None of these lessons are earth-shatteringly original or surprising. Indeed, most if not all are cliché. Still, the way Lorenzo presents these lessons, and doing so through the lens of camera, does lend them some originality. His narrative voice is pleasant, even comforting, and his journey is one with which many can identify. The places he arrives are good ones, even if he does sometimes practice rather risky behavior to get his shot.
"...I knew only failures gave in after failing the first time. Too many people just quit after failing the first try because they immediately lose their self-confidence. Winners never concede to circumstance, they just keep on trying and continue to believe in themselves and in their aspirations. And ultimately, they become whatever it is they believe to be true. For faith in oneself is the first step toward truth."(Page 92)
What these lessons might look like in photography, however ... well, that's the disappointing part.
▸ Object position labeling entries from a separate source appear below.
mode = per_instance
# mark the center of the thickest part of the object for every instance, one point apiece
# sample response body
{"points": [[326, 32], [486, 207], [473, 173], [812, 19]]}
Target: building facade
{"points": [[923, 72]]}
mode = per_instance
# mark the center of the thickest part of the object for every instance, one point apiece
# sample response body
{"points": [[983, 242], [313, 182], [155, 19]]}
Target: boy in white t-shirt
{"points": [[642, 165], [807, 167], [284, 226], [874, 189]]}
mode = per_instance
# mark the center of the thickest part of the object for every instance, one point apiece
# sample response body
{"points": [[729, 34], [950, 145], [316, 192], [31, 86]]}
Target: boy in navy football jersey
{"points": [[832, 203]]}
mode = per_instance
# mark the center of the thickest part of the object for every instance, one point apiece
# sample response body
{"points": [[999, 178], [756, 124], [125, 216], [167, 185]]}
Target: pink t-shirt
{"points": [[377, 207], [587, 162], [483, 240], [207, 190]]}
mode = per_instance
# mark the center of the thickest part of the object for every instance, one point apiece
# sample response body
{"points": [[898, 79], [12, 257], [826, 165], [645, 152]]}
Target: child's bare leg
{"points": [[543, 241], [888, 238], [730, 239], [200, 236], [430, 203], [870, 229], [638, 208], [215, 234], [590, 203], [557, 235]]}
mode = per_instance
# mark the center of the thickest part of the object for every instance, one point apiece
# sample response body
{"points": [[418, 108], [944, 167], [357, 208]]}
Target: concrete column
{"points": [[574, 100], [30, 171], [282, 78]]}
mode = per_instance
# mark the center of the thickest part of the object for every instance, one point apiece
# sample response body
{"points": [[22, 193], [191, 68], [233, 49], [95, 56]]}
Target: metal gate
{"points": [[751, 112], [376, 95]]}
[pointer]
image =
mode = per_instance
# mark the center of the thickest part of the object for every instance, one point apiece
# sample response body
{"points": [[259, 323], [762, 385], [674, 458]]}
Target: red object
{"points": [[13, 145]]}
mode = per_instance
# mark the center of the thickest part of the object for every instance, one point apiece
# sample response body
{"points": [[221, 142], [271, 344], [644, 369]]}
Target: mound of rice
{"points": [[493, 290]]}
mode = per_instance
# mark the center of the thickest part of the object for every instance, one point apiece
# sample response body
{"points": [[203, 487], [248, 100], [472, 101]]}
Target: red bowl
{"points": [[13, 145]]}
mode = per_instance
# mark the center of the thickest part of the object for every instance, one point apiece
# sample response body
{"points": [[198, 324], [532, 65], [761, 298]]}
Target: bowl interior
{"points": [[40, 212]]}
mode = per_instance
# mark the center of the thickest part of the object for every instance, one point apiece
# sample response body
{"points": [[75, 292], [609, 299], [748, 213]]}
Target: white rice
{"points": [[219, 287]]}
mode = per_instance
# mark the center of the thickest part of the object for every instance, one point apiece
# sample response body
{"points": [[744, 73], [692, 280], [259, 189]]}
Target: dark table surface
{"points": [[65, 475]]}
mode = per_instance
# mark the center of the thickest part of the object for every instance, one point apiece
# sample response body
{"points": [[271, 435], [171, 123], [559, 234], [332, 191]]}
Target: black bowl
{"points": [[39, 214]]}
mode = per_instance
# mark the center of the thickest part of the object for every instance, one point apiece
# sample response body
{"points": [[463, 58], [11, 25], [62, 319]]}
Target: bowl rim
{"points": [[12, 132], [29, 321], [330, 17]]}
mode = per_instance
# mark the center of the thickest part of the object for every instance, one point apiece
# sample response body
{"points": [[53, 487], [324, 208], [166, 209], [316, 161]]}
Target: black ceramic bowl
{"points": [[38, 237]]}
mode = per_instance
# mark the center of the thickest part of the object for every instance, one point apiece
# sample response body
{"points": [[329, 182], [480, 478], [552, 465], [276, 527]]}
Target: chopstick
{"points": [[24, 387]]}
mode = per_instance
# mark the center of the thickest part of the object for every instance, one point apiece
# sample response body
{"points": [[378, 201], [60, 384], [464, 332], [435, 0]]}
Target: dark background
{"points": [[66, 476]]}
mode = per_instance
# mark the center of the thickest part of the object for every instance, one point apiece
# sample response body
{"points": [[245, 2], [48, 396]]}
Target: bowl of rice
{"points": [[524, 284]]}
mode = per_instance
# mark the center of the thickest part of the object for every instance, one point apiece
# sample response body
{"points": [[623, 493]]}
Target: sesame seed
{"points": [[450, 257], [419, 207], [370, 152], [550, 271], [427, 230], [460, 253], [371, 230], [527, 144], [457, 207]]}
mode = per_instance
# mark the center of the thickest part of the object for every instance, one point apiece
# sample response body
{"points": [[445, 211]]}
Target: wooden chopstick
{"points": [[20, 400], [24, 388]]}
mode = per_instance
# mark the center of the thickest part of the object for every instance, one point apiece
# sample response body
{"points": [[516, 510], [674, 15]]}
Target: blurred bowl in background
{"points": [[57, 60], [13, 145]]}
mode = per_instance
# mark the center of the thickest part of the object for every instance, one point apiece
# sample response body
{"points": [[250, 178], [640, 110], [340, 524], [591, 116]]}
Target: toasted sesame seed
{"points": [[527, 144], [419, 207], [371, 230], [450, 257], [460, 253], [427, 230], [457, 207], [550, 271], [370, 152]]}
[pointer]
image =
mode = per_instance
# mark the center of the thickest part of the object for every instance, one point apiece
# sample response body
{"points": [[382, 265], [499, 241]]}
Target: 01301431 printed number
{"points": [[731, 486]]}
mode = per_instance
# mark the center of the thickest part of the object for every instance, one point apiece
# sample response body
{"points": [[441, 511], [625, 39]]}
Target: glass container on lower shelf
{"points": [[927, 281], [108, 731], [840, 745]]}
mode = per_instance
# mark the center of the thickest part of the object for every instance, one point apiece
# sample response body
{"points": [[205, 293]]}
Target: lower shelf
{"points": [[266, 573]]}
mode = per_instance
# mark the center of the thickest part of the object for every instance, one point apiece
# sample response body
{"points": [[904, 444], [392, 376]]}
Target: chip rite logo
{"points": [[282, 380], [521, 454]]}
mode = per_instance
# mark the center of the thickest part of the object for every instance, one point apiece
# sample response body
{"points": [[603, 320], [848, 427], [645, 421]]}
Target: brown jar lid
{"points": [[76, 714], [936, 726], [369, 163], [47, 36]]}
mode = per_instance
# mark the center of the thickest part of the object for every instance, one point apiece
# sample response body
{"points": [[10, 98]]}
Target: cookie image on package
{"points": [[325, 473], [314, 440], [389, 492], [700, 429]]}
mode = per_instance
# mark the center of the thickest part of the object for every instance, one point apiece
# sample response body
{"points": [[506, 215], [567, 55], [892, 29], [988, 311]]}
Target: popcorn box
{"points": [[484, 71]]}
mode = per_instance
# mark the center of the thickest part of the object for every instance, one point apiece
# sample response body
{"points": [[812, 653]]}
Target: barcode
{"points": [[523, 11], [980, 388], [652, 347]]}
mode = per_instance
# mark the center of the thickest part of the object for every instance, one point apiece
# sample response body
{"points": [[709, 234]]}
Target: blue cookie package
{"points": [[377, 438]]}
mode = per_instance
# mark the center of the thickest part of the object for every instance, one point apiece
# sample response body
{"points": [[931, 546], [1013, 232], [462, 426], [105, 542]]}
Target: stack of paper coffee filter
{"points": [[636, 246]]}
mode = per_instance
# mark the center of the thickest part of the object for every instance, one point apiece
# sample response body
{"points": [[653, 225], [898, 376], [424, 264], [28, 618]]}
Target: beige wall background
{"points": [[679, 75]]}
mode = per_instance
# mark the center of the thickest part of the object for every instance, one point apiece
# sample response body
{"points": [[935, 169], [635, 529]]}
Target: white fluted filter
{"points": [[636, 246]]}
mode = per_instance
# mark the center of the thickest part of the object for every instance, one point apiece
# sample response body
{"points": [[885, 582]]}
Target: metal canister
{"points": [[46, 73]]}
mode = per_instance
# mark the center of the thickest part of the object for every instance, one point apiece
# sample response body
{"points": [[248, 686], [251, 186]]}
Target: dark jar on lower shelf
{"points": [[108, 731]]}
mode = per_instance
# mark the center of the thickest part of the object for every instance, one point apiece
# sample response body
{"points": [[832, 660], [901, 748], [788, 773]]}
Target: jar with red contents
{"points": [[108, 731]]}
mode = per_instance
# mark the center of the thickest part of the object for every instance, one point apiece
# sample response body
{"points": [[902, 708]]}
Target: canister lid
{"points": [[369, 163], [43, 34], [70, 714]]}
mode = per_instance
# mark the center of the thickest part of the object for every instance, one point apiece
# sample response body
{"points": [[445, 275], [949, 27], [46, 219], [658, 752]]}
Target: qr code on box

In my hands was the paperback version of the book, and in its pages were just a few, small photos, not particularly sharp in reproduction, none of which particularly corresponded to the text. It seems that to fully enjoy the author's artistry, the reader is required to visit various sites online to view his work. That's not particularly reasonable. As enjoyable as the author's story could be, had it been a real photo essay would have made a world of difference.
Lorenzo's photographic journey of introspection doesn't necessarily end up with a neat conclusion, or even a predictable one, but he does stay true to himself. By end of the slim book, it's been an enjoyable enough read (and he tells of commercial success as a photographer), albeit missing the view his lens might have provided.
Lorenzo Dominguez has been called an "Internet photography sensation" by Time Out New York and is considered a "Flickr star" by Rob Walker, Consumed columnist, for New York Times Magazine. His work is represented worldwide by Getty Images.